Bad bosses come in many flavors, and they’re usually easy to identify. There was the workaholic who worked in the office until 3:00 AM every night, falling asleep as his desk, and expects everyone else to stay, as well. There was the micro-manager who didn’t communicate with his employees. There was the director who delegated responsibility without delegating authority. There was the manager who always had inappropriate comments ready to go.
Joe Goltz, an owner of five small businesses in Chicago, offers ten suggestions for assessing whether a boss is good:
1. Are you a screamer? Some good bosses are “passionate,” but screaming does not automatically make someone a good boss. Leadership through fear may work for a short time, but listening is a much better trait for effective communication.
2. Do you provide a respectful environment? Mutual respect is important for a good working environment. There have been times I felt like I was not respected, and at times, it was difficult for me to respect in return the superiors who didn’t respect me.
3. Do you provide adequate training and tools? I understand, especially in large companies, that any individual’s particular boss may have her hands tied by the corporation. I’ve worked in divisions where there was no money for training and tools. I don’t think that’s an excuse though. Training doesn’t have to come from an expensive seminar.
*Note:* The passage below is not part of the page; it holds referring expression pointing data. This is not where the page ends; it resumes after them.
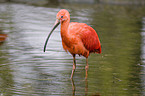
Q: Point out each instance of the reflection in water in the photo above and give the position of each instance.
(26, 70)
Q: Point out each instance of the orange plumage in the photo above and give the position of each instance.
(77, 38)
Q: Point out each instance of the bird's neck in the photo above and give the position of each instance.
(64, 29)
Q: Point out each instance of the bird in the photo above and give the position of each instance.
(77, 38)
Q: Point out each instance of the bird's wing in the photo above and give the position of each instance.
(88, 36)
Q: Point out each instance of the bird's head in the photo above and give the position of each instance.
(62, 16)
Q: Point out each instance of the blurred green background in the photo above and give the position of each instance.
(26, 71)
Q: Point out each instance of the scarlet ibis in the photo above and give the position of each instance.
(3, 37)
(77, 38)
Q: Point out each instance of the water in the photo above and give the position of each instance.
(25, 70)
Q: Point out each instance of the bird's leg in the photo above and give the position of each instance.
(86, 68)
(74, 66)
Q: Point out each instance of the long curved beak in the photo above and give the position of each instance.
(57, 22)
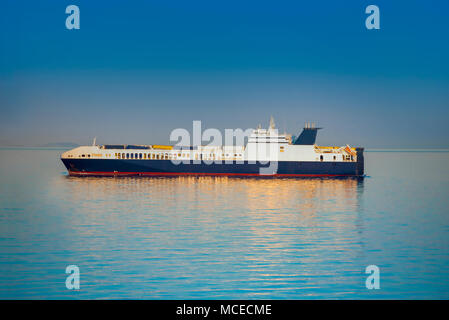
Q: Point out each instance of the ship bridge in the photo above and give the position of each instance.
(270, 135)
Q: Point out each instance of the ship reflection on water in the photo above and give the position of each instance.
(221, 236)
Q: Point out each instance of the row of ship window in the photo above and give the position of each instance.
(165, 156)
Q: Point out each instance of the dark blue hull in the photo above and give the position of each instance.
(113, 167)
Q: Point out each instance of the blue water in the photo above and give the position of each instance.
(218, 237)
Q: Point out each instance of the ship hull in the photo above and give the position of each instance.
(115, 167)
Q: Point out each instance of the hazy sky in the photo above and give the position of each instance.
(136, 70)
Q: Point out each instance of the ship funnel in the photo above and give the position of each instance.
(308, 135)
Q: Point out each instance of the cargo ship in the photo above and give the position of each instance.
(266, 153)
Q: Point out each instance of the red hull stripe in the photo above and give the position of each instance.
(101, 173)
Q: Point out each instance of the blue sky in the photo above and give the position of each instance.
(138, 69)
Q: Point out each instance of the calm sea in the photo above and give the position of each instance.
(225, 238)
4. Do you provide positive reinforcement? Some bosses don’t want to give positive reinforcement because it provides their opportunities with proof that they deserve a higher salary or a larger bonus.
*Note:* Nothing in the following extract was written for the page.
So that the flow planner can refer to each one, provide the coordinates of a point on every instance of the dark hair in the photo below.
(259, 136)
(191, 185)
5. Do you have pay scales and raise reviews? More often, an employee’s pay is dictated by none other than their negotiating ability. It pays to practice and become an expert at negotiation. Without some kind of pay scale, employees might feel there is more inequity in salaries. That’s possible even with a pay scale if it isn’t specific enough. Raise reviews should be separate from performance reviews, but most bosses combine these feedback meetings.
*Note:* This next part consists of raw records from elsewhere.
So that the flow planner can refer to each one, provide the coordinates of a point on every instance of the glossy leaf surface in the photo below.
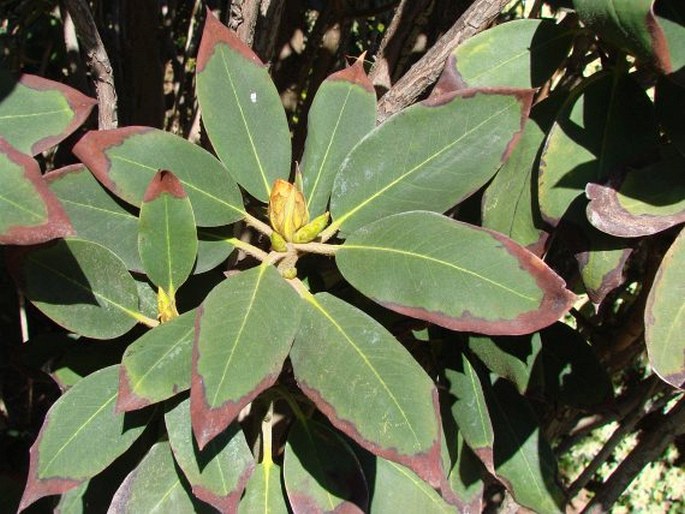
(153, 486)
(157, 365)
(125, 160)
(94, 214)
(430, 156)
(241, 110)
(342, 113)
(245, 329)
(264, 494)
(520, 53)
(80, 285)
(81, 435)
(29, 212)
(456, 275)
(36, 113)
(218, 473)
(167, 238)
(594, 136)
(398, 418)
(321, 473)
(523, 460)
(665, 316)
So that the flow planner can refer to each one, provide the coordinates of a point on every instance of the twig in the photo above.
(651, 446)
(97, 61)
(476, 18)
6. Are you good at motivation? Motivation is tricky because, according to business psychologists, every individual has different motivating factors. This leads to compensation in forms other than money, like the employee recognition program at a former employer that allowed a monthly winner, chosen at random from a list of recognized employees that month, choose a gift from a catalog. This perceived choice might have come recommended by business psychologists, but every individual would have rather received money or a day off. Motivation comes in forms other than rewards, and motivation through communication is a key to being a good leader.
7. Do you offer support during a difficult time? Do be a good boss, you should care about your employees on a personal level. It may be impossible to know every detail about a person’s life, but since people spend almost all their waking life in the office, employees are much more willing to perform their best if they believe someone in the office cares about them.
8. Do you provide opportunity for people who have accepted responsibility, have done an excellent job and have shown the desire to move up? There’s nothing more frustrating than doing great work expected of someone in a position or two higher, and watching all recognition go to the individual who is a better buddy with the boss.
9. Do you offer leadership? This is a bit vague; all of the suggestions above exemplify leadership to an extent. Be a good example of the type of employee you would like others to be.
10. Are you effective? Your effectiveness as a boss is measured by how your employees perform for and with you. It may be hard to measure; some employees will be successful regardless of who is in charge. If you’re the boss in a small company, the company’s performance is partly a result of your effectiveness, but that might not be as true for bosses within larger corporations.
CNN highlights more differences between good bosses and bad bosses. A good boss accepts that he might not be right all the time and expects the job to be difficult, while a bad boss exudes confidence in his performance at all times, expecting the job to be easy and for his decisions to be right at all times. A bad boss gives orders, while a good boss brings order to what the employees do.
Are you a good boss? What makes you good? Have you ever had a bad boss, and what were his or her worst traits?